Description of problem: qemu in Rawhide fails when I test injecting EIO errors into requests using nbdkit: nbdkit: memory[1]: debug: error: pread count=1024 offset=102400 flags=0x0 nbdkit: memory[1]: error: injecting EIO error into pread nbdkit: memory[1]: debug: sending error reply: Input/output error qemu-system-x86_64: /builddir/build/BUILD/qemu-3.1.0-rc1/hw/scsi/scsi-bus.c:1374: scsi_req_complete: Assertion `req->status == -1' failed. Version-Release number of selected component (if applicable): qemu 2:3.1.0-0.1.rc1.fc30 How reproducible: Unknown. Steps to Reproduce: 1. Unknown, I'll try to come up with a reproducer if I can make one work locally.
Created attachment 1506918 [details] build.log build.log from Koji showing the failure
Actually yes this is easily reproducible with qemu from git. (1) nbdkit -f -v --filter=error memory size=64M error-rate=100% (2) x86_64-softmmu/qemu-system-x86_64 -device virtio-scsi,id=scsi -drive file=nbd:localhost:10809,format=raw,id=hd0,if=none -device scsi-hd,drive=hd0 qemu-system-x86_64: hw/scsi/scsi-bus.c:1374: scsi_req_complete: Assertion `req->status == -1' failed. Aborted (core dumped) Stack trace: (gdb) bt #0 0x00007f7f18d4253f in raise () at /lib64/libc.so.6 #1 0x00007f7f18d2c895 in abort () at /lib64/libc.so.6 #2 0x00007f7f18d2c769 in _nl_load_domain.cold.0 () at /lib64/libc.so.6 #3 0x00007f7f18d3a9f6 in .annobin_assert.c_end () at /lib64/libc.so.6 #4 0x000055ce0f920fb0 in scsi_req_complete (req=<optimized out>, status=<optimized out>) at hw/scsi/scsi-bus.c:1374 #5 0x000055ce0f91b850 in scsi_dma_complete_noio (r=0x55ce116ea090, ret=<optimized out>) at hw/scsi/scsi-disk.c:281 #6 0x000055ce0f91b8ff in scsi_dma_complete (opaque=0x55ce116ea090, ret=-5) at hw/scsi/scsi-disk.c:302 #7 0x000055ce0f8103c7 in dma_complete (ret=-5, dbs=0x55ce11d36c00) at dma-helpers.c:116 #8 0x000055ce0f8103c7 in dma_blk_cb (opaque=0x55ce11d36c00, ret=-5) at dma-helpers.c:138 #9 0x000055ce0fa42cce in blk_aio_complete (acb=0x55ce10d36300) at block/block-backend.c:1345 #10 0x000055ce0fafce6b in coroutine_trampoline (i0=<optimized out>, i1=<optimized out>) at util/coroutine-ucontext.c:116 #11 0x00007f7f18d58200 in __start_context () at /lib64/libc.so.6 #12 0x00007fff50b87130 in () #13 0x0000000000000000 in ()

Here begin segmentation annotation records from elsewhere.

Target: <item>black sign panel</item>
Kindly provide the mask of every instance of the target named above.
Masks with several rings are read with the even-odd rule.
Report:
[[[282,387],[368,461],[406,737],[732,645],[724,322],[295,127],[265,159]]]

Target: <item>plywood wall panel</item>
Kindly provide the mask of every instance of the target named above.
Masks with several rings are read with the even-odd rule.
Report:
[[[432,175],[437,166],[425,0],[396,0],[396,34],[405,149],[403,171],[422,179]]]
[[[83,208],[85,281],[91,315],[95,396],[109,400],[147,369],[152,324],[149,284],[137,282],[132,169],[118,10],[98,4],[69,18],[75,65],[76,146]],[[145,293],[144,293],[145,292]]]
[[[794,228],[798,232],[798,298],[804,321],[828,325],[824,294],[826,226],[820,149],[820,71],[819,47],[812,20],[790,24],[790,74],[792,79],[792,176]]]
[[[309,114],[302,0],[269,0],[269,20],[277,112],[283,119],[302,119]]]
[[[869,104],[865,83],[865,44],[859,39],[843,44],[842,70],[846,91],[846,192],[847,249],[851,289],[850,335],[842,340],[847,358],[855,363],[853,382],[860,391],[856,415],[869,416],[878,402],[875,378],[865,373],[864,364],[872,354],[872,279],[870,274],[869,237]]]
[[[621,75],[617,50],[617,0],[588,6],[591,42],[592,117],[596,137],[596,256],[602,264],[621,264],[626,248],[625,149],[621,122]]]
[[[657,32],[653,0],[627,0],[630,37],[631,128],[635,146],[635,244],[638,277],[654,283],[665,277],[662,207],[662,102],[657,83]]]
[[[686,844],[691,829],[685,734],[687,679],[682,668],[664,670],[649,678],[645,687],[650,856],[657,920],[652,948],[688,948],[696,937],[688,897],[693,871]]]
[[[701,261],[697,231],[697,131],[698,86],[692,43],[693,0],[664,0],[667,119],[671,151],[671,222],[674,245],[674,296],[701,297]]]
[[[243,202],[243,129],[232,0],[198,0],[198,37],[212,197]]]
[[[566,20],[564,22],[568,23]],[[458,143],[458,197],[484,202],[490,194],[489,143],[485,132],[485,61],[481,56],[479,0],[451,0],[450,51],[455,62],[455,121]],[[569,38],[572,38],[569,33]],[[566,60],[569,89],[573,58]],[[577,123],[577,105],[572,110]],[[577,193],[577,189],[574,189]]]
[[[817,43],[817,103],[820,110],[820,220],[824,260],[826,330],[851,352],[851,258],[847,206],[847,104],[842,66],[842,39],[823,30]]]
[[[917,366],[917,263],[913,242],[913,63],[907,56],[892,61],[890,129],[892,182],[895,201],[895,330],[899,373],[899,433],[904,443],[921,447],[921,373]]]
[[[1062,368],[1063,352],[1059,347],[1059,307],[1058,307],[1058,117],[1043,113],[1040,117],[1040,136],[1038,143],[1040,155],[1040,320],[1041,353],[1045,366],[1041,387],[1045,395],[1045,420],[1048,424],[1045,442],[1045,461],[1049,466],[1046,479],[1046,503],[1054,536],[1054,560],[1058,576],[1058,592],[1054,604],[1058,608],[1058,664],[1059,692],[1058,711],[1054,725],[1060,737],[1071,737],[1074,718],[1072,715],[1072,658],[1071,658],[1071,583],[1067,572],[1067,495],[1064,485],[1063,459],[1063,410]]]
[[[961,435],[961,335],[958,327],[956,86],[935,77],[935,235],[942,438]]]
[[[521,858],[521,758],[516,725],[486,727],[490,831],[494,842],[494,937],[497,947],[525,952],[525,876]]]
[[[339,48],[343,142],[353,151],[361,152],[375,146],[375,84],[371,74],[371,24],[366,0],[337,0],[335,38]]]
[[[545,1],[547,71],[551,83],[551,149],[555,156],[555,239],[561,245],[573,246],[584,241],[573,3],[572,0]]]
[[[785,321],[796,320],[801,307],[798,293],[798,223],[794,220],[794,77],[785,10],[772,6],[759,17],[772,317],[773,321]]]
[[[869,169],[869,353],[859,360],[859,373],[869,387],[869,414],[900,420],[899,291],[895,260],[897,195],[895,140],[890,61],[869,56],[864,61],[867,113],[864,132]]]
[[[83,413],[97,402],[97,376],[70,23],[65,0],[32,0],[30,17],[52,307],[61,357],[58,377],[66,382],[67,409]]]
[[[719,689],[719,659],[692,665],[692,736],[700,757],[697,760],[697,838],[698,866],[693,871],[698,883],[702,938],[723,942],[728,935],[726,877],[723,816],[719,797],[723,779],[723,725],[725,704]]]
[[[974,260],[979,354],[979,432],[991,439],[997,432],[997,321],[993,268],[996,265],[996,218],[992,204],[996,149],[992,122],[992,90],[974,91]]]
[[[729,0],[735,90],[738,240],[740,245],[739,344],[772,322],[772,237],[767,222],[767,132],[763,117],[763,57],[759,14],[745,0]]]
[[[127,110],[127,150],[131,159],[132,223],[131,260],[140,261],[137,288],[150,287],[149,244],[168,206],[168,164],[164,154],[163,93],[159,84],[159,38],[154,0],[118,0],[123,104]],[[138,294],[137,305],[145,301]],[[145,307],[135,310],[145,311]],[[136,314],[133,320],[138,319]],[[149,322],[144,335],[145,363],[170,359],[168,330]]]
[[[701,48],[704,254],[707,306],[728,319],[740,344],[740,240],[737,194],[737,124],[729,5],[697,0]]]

40dce4ee61c68395f6d463fae792f61b7c003bce is the first bad commit commit 40dce4ee61c68395f6d463fae792f61b7c003bce Author: Paolo Bonzini <pbonzini> Date: Sat Oct 13 11:52:34 2018 +0200 scsi-disk: fix rerror/werror=ignore rerror=ignore was returning true from scsi_handle_rw_error but the callers were not calling scsi_req_complete when rerror=ignore returns true (this is the correct thing to do when true is returned after executing a passthrough command). Fix this by calling it in scsi_handle_rw_error. Signed-off-by: Paolo Bonzini <pbonzini> :040000 040000 311386b9b91d77840a849459ab6ae41a37fd7f42 8adcda67d7487bcc18966f096c9923da3b8dc0b9 M hw
Rich reported this upstream: https://lists.gnu.org/archive/html/qemu-devel/2018-11/msg03508.html
Reported upstream: https://bugs.launchpad.net/qemu/+bug/1804323
This was fixed in 3.1.0-rc3. Since 3.1.0 (final) was released a few months ago and is present in Fedora 30 and Rawhide I'm going to close this bug now.